SÉNAT

SESSION ORDINAIRE DE 2009-2010

COMMISSION MIXTE PARITAIRE

séance publique le 3 novembre 2009

Discussion de l’Article 2 de la loi sur l’Organisation et régulation des transports ferroviaires et guidés

Monsieur le président, je m’étais inscrit pour prendre la parole sur l’article 2 bis A, mais je n’ai pas pu être présent au moment de la discussion de cet article. Toutefois, mon propos est valable pour l’ensemble des articles de ce projet de loi.

Monsieur le secrétaire d’État, ce que j’ai à dire, je l’aurais dit avec plus de force encore à M. de Raincourt, s’il était resté.

Il est possible de juger du fond d’un texte en examinant la méthode employée et la forme utilisée. Cet amendement de plusieurs pages, présenté par le Gouvernement à l’Assemblée nationale après le débat au Sénat, est l’un de ces camouflets qui sont si souvent infligés à notre assemblée. Ici, le débat parlementaire est mené dans l’urgence, en catimini, et à la baguette. Parfois, les sénateurs, quelle que soit leur appartenance politique, réagissent et se révoltent. Le Gouvernement a dû se dire que tel ne serait pas le cas avec cet amendement, puisqu’il ne traite que de l’Île-de-France et ne concerne donc pas toutes les collectivités.

Quoi qu’il en soit, il est inadmissible pour tous les élus qu’un amendement concernant les collectivités de l’Île-de-France n’ait pas été discuté au Sénat, assemblée qui est censée représenter les territoires et où les textes relatifs aux collectivités territoriales doivent d’abord être examinés. En l’occurrence, la Haute Assemblée est juste bonne à dire « amen » alors que cet amendement change beaucoup de choses !
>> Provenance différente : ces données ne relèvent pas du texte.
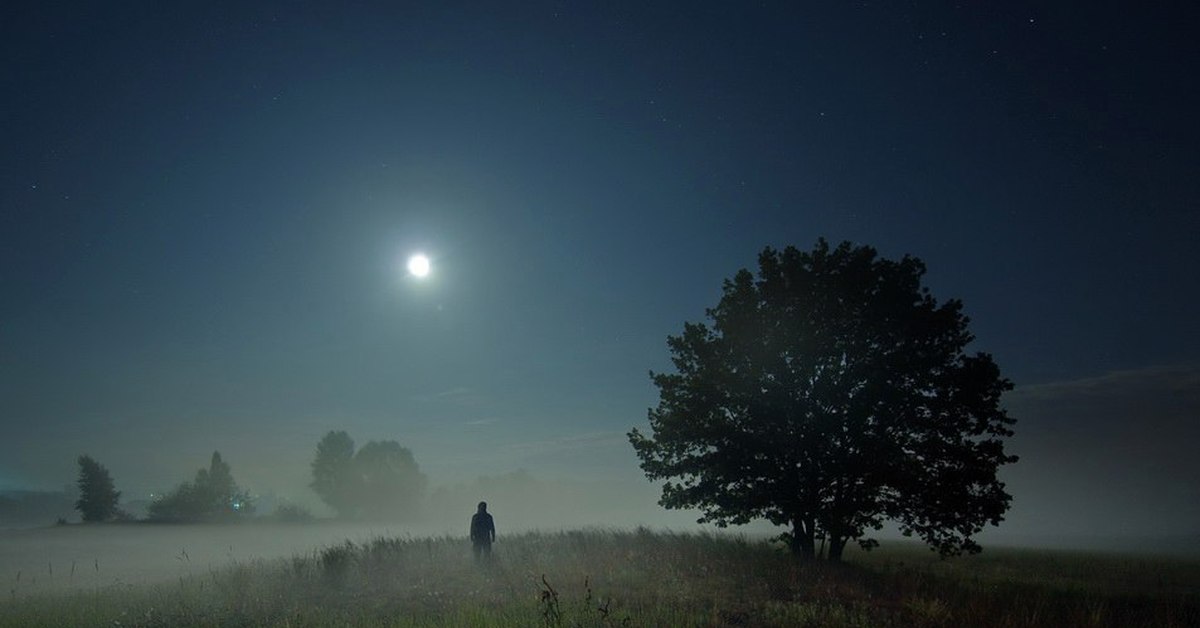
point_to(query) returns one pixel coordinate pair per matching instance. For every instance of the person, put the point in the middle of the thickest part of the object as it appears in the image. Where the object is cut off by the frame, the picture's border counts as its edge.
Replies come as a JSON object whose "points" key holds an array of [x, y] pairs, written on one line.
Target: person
{"points": [[483, 532]]}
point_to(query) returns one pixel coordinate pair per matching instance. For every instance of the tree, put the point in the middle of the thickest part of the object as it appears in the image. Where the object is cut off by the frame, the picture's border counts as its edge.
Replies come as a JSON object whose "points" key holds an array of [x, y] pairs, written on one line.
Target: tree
{"points": [[382, 480], [391, 483], [97, 495], [832, 393], [211, 495], [333, 473]]}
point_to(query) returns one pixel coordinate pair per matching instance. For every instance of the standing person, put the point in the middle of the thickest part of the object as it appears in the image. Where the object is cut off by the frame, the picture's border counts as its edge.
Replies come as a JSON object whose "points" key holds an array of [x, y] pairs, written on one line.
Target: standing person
{"points": [[483, 532]]}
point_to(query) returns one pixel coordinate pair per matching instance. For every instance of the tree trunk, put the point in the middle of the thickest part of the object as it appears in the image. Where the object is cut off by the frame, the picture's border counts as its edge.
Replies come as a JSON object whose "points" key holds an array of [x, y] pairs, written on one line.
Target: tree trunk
{"points": [[835, 545]]}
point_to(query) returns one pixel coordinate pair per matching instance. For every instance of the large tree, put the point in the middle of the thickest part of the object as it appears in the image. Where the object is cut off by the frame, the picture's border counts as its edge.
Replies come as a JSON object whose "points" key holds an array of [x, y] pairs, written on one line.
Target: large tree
{"points": [[832, 393], [213, 495], [97, 494]]}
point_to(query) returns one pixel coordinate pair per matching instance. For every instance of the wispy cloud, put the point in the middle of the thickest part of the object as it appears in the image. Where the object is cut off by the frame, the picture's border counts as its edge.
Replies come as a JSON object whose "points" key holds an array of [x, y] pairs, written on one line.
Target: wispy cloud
{"points": [[1149, 381], [574, 442]]}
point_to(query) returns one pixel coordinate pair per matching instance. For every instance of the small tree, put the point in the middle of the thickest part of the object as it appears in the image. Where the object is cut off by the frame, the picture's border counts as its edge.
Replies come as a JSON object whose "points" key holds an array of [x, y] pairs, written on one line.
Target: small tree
{"points": [[211, 495], [97, 495], [391, 483], [831, 394], [333, 473], [382, 480]]}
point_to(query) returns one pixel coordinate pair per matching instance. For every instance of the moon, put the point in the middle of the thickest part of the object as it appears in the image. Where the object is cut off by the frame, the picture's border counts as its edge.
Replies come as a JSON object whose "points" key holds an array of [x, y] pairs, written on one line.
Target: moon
{"points": [[419, 265]]}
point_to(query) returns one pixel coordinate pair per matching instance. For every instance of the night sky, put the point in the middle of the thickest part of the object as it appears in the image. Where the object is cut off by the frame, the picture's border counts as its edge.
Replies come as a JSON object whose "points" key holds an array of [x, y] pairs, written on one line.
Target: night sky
{"points": [[205, 211]]}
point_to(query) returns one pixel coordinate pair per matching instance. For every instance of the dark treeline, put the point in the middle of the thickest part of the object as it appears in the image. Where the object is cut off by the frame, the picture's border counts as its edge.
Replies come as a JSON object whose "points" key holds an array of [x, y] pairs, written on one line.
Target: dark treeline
{"points": [[379, 482]]}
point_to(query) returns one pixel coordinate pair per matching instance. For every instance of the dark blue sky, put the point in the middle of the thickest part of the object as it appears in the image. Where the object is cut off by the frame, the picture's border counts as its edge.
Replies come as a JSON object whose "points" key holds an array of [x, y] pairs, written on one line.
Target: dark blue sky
{"points": [[204, 214]]}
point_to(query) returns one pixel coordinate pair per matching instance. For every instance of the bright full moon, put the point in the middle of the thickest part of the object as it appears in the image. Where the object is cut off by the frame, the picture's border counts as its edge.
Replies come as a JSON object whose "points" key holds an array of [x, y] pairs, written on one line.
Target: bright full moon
{"points": [[419, 265]]}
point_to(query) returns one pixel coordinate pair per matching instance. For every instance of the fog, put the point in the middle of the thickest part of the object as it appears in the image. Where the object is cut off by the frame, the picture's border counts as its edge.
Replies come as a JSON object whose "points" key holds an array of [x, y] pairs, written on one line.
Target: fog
{"points": [[1105, 464]]}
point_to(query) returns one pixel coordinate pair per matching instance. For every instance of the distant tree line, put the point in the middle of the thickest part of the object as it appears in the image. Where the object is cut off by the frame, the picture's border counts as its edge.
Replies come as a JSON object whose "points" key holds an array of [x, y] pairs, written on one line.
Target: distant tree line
{"points": [[211, 496], [381, 480]]}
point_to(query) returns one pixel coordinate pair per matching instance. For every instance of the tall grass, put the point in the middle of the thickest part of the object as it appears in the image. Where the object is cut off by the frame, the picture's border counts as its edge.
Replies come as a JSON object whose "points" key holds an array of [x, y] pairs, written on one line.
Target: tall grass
{"points": [[639, 578]]}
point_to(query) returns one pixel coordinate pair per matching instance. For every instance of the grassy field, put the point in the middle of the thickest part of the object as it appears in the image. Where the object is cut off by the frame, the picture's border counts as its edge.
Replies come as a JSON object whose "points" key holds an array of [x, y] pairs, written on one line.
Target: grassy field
{"points": [[637, 578]]}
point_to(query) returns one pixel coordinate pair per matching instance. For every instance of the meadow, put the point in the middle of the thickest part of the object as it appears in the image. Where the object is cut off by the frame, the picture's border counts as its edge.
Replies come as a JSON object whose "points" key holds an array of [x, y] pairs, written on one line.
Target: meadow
{"points": [[600, 578]]}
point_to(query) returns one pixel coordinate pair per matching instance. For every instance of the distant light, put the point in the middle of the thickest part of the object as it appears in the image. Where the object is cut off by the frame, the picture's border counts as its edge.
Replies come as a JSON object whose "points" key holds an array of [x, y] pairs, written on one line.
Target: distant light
{"points": [[419, 265]]}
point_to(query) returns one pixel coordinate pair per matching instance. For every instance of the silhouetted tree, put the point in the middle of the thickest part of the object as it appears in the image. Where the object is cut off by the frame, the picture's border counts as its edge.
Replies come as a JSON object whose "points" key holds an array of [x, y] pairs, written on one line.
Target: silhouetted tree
{"points": [[333, 473], [211, 495], [382, 480], [97, 495], [832, 393], [391, 483]]}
Monsieur Apparu, le terme que vous avez utilisé tout à l’heure était absolument à contre emploi. Pour justifier cet amendement, vous avez parlé d’un échange entre la RATP et le STIF. Or, vous le savez bien, un échange entre deux partenaires suppose une discussion, puis un accord. Dans le cas présent, il s’agit non pas de donner quelque chose pour recevoir autre chose, mais d’imposer la volonté du Gouvernement.
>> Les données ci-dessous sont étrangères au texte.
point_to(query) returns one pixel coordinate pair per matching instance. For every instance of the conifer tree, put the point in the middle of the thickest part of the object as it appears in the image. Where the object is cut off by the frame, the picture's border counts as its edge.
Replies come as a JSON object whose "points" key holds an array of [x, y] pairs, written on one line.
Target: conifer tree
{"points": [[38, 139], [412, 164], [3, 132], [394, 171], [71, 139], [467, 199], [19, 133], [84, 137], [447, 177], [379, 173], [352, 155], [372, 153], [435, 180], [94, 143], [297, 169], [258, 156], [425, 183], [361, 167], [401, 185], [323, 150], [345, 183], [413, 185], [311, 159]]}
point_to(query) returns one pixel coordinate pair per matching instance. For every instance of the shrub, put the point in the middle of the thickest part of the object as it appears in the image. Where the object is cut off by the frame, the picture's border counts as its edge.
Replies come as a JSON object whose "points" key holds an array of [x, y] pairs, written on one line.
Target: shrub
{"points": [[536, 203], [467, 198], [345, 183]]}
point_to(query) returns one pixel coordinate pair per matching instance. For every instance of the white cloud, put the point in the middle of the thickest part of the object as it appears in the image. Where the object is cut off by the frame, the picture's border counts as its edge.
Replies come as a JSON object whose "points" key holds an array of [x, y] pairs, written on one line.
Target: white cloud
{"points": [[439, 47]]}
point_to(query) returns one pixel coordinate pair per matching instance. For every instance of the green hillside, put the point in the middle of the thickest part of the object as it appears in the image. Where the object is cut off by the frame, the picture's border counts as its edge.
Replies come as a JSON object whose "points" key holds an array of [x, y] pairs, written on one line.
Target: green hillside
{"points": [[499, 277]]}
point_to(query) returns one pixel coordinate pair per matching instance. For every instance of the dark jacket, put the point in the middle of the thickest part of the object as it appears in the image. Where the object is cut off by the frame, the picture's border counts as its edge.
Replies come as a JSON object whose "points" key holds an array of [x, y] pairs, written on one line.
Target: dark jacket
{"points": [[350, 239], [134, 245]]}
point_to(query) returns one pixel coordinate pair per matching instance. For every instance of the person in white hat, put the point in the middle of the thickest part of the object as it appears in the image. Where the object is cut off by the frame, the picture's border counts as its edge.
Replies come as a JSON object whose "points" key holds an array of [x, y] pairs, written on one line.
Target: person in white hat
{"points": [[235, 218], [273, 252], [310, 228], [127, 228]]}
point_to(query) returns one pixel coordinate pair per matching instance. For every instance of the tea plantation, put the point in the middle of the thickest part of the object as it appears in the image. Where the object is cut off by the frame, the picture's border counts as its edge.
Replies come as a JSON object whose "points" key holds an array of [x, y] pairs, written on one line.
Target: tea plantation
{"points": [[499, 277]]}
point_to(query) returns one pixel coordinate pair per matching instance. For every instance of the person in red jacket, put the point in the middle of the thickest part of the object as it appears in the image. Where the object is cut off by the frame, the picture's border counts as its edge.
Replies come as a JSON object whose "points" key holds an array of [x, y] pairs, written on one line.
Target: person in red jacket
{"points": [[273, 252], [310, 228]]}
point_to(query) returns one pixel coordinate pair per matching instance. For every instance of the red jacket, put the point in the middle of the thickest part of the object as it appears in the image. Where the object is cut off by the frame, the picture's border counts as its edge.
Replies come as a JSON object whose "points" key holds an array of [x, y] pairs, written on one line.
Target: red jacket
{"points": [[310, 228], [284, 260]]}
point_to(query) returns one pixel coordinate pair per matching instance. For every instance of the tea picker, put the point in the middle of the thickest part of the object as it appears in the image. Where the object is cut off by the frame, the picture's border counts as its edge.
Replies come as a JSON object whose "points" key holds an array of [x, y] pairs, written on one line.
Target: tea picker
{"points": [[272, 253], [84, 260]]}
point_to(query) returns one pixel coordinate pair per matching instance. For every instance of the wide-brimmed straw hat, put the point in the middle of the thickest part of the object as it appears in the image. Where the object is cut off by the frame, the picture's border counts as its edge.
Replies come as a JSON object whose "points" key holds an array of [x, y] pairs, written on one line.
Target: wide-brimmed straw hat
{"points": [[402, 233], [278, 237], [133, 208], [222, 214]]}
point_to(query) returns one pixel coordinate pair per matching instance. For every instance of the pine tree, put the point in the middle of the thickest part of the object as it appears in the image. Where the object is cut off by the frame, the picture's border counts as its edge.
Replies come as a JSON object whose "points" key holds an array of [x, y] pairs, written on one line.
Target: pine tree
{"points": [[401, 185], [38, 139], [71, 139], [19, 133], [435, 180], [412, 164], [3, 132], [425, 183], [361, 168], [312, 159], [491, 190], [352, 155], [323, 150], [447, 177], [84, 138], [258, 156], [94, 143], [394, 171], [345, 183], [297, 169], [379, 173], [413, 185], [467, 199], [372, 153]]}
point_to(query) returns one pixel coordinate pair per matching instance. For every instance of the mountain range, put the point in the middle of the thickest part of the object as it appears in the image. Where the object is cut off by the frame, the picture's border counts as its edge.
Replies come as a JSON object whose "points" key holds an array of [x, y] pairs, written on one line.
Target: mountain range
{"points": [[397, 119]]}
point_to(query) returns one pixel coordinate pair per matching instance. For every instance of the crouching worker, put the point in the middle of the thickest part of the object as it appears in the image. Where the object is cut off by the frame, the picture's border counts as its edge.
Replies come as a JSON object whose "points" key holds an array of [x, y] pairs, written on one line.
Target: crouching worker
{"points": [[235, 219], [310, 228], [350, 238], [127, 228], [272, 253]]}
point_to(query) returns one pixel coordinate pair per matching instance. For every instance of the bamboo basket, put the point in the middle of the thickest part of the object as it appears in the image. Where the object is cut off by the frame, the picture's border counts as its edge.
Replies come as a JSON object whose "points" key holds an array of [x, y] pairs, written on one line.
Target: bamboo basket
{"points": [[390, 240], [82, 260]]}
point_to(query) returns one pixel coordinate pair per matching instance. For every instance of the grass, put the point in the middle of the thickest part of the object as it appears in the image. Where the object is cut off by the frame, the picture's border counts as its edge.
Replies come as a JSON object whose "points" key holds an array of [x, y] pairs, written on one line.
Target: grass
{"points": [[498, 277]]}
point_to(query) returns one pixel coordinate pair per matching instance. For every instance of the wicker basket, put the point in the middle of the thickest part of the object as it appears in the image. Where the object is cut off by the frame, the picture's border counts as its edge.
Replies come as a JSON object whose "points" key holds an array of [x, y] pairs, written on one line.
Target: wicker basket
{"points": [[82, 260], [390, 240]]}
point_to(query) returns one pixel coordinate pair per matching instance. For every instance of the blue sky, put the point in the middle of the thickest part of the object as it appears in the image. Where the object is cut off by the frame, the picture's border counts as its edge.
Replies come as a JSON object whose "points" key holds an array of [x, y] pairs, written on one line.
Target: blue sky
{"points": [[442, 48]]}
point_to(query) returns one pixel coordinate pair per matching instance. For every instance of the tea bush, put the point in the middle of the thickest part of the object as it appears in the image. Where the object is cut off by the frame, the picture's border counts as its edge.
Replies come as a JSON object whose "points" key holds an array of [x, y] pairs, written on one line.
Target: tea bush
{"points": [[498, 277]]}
Nous refusons cette méthode, qui nous laisse augurer de votre vision du Grand Paris. Avec ce gigantesque projet, qui pourrait pourtant être porteur d’avenir, on sait bien que Nicolas Sarkozy a une volonté de recentralisation. Il suffit de voir l’amendement qui a été adopté à la hussarde, de nuit, et qui permet à l’État de passer en force, sans débat avec les collectivités territoriales. Or le STIF, c’est d’abord la voix des collectivités territoriales en ce qui concerne le réseau de transport dans l’ensemble de l’Île-de-France. Nous reparlerons d’ailleurs de ces questions dans les jours, les semaines ou les mois à venir dans le débat sur La Poste, puis dans celui sur la réforme des collectivités territoriales.

Il y a ici même des élus locaux qui, indépendamment de leur appartenance politique, de gauche ou de droite, vous le disent : vous touchez au cœur de la décentralisation, au rôle même du Sénat et vous foulez aux pieds les collectivités. D’ailleurs, on le voit bien avec la suppression de la taxe professionnelle, dont certains s’émeuvent déjà. Car ce sont toutes les collectivités et pas seulement celles de gauche qui ne pourront plus faire face à leurs responsabilités et protéger les citoyens ! Une fois qu’elles auront assuré le minimum obligatoire, elles ne pourront plus, contrairement à aujourd’hui, financer les associations culturelles ou les clubs sportifs ; elles seront étouffées.

Il est bien que le Sénat puisse mettre le holà à ces abus. C’est pourquoi je souscris totalement aux propos qui ont été tenus par certains de mes collègues. Ils ne sont aucunement outranciers. En effet, on ne peut pas continuer à marcher de cette façon sur la région d’Île-de-France ! On ne peut pas continuer à marcher sur la Ville de Paris ! On ne peut pas continuer à marcher sur les collectivités territoriales ! On ne peut pas continuer à marcher sur tous ces élus qui se battent chaque jour pour qu’on respecte la vie de nos concitoyens franciliens !

Cet amendement donne le ton de ce qu’est l’ensemble du projet de loi : encore une fois, on affaiblit le service public, on affaiblit les territoires, et tout cela au nom de la réforme. Pourtant, nous voulons des réformes, nous sommes pour la modernisation. Malheureusement, les vôtres aboutissent chaque fois à une régression à tel point que, dans ce pays, qui a toujours été avide de progrès, vous commencez à installer dans les têtes de nos concitoyens que réforme veut dire régression.